Perhaps it was naive of me, but I had high hopes for this campaign season. Unlike 2012, when a pathetically thin bench was unable to muster a serious challenger to the uninspiring Mitt Romney, we had a whole host of accomplished and popular governors who had thrown their hat in the ring. We had firebrands from the Senate to keep us ideologically on track. The Democrats were running a bunch of tackling dummies for Hillary Clinton, who is a terrible candidate who would lose to anyone we had on offer.
Then Donald Trump happened. Trump tapped into the worst and ugliest elements of the conservative movement and made them feel that their vices were actually virtues. Trump is a lifelong Democrat and Hillary supporter, and I am 99.9% sure that Trump is the result of a brilliantly Machiavellian plan hatched by the Clintons to divide and dispirit the Republican party so as to ensure that it ultimately lost to Hillary.

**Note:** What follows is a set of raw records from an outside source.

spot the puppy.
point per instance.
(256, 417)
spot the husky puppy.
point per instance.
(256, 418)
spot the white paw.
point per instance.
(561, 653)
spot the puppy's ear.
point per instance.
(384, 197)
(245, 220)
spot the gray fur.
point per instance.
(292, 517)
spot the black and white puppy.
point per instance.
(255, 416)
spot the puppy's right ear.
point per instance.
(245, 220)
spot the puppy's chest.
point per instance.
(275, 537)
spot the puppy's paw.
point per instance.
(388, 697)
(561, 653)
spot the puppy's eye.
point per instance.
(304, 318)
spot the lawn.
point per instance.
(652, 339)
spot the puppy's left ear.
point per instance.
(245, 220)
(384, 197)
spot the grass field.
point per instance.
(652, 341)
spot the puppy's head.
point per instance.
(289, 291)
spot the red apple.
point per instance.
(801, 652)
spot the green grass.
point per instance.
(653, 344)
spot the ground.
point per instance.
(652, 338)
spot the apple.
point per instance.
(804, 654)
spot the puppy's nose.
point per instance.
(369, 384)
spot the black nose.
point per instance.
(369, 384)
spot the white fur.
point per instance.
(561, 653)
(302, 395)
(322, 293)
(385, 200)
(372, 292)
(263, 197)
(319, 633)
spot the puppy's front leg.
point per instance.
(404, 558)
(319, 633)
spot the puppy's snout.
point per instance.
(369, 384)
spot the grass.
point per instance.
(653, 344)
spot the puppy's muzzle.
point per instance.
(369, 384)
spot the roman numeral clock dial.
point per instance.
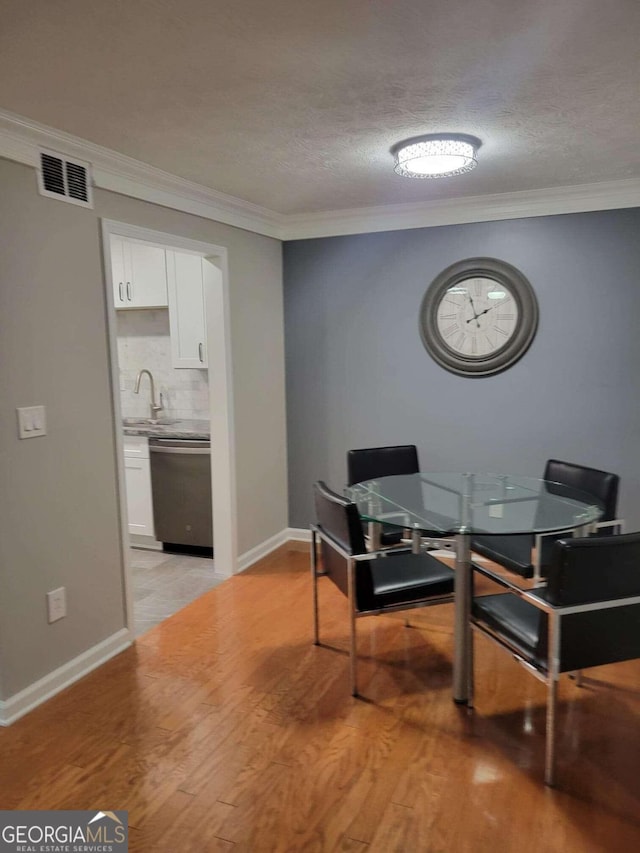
(478, 317)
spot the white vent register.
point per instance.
(64, 179)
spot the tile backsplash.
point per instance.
(143, 341)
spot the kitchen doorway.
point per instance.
(220, 396)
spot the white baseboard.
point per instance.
(35, 694)
(296, 534)
(149, 543)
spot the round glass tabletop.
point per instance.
(442, 504)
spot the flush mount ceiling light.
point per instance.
(437, 155)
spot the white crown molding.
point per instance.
(21, 139)
(487, 208)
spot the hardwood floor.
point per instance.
(225, 729)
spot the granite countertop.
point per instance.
(171, 429)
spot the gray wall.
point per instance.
(358, 375)
(58, 505)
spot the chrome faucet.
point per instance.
(156, 408)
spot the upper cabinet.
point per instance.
(186, 275)
(139, 274)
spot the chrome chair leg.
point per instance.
(314, 580)
(550, 754)
(352, 630)
(552, 696)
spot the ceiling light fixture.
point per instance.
(437, 155)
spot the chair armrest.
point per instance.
(616, 522)
(536, 597)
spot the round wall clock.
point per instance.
(478, 317)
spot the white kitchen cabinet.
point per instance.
(187, 322)
(139, 274)
(138, 484)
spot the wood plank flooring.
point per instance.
(225, 729)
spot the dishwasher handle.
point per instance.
(180, 448)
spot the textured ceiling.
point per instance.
(294, 104)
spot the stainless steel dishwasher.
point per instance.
(181, 488)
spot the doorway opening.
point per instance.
(220, 399)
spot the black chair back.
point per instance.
(594, 569)
(338, 518)
(368, 463)
(590, 570)
(602, 484)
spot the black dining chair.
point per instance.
(527, 554)
(369, 463)
(587, 615)
(374, 582)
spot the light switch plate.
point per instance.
(32, 421)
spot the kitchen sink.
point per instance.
(149, 421)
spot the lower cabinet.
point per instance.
(138, 480)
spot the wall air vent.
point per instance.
(64, 179)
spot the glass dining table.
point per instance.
(447, 509)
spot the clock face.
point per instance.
(478, 317)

I’m so in awe of the entire concept that I’m currently searching for a filthy rich conservative who is willing to mount a not-very-convincing public conversion to liberalism, and then run for President as a Democrat by appealing to the lowest common denominator of the comment sections of leftist conspiracy theory blogs. I’m sure it will work and I’m mad as hell at the Democrats for thinking of it first.
Trump’s candidacy, and the existential threat it poses to the conservative movement and the Republican party as a whole, has irretrievably poisoned the race – not just because Trump has lowered both the intellectual and rhetorical bar below where it has ever been before – but because the justified panic his rise has induced has caused a series of ugly, unforced errors by the other candidates, who have found themselves facing the pressure of jockeying aggressively against each other while constantly looking over their shoulders at the Trump menace.

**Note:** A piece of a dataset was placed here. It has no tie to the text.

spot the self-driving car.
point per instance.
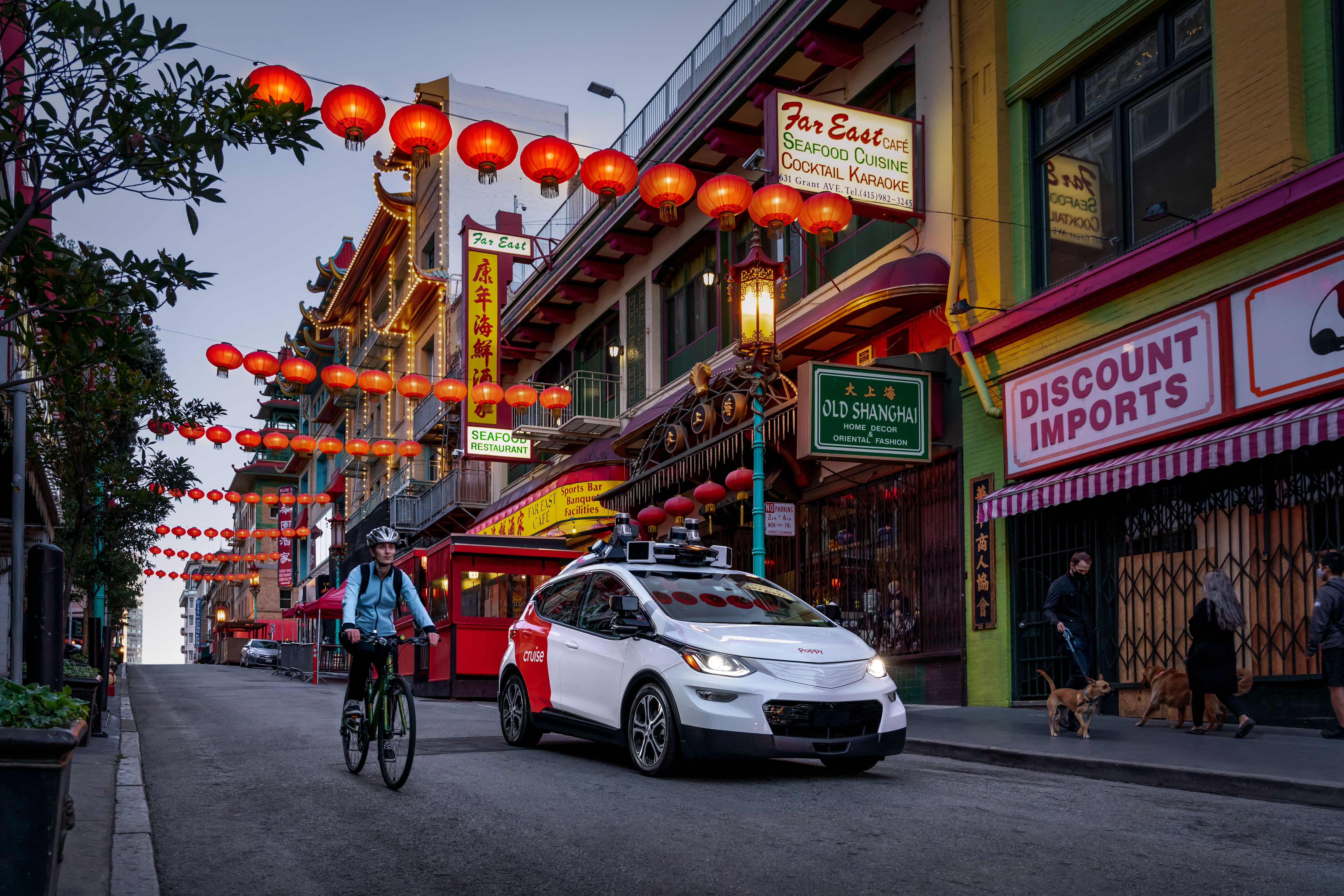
(666, 649)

So it’s all fitting that this toxic situation is coming to head tomorrow in South Carolina, a state that is infamous for its bare-knuckled and underhanded brand of politics. It’s only right that candidates should have to prove their ability to emerge from this gauntlet before punching their ticket for Super Tuesday.
This is the race Trump has created, and it’s only fitting that South Carolina should end up as the final threshing floor. New Hampshire tried and failed to meaningfully thin the herd, but South Carolina will doubtless succeed where New Hampshire failed. Game on.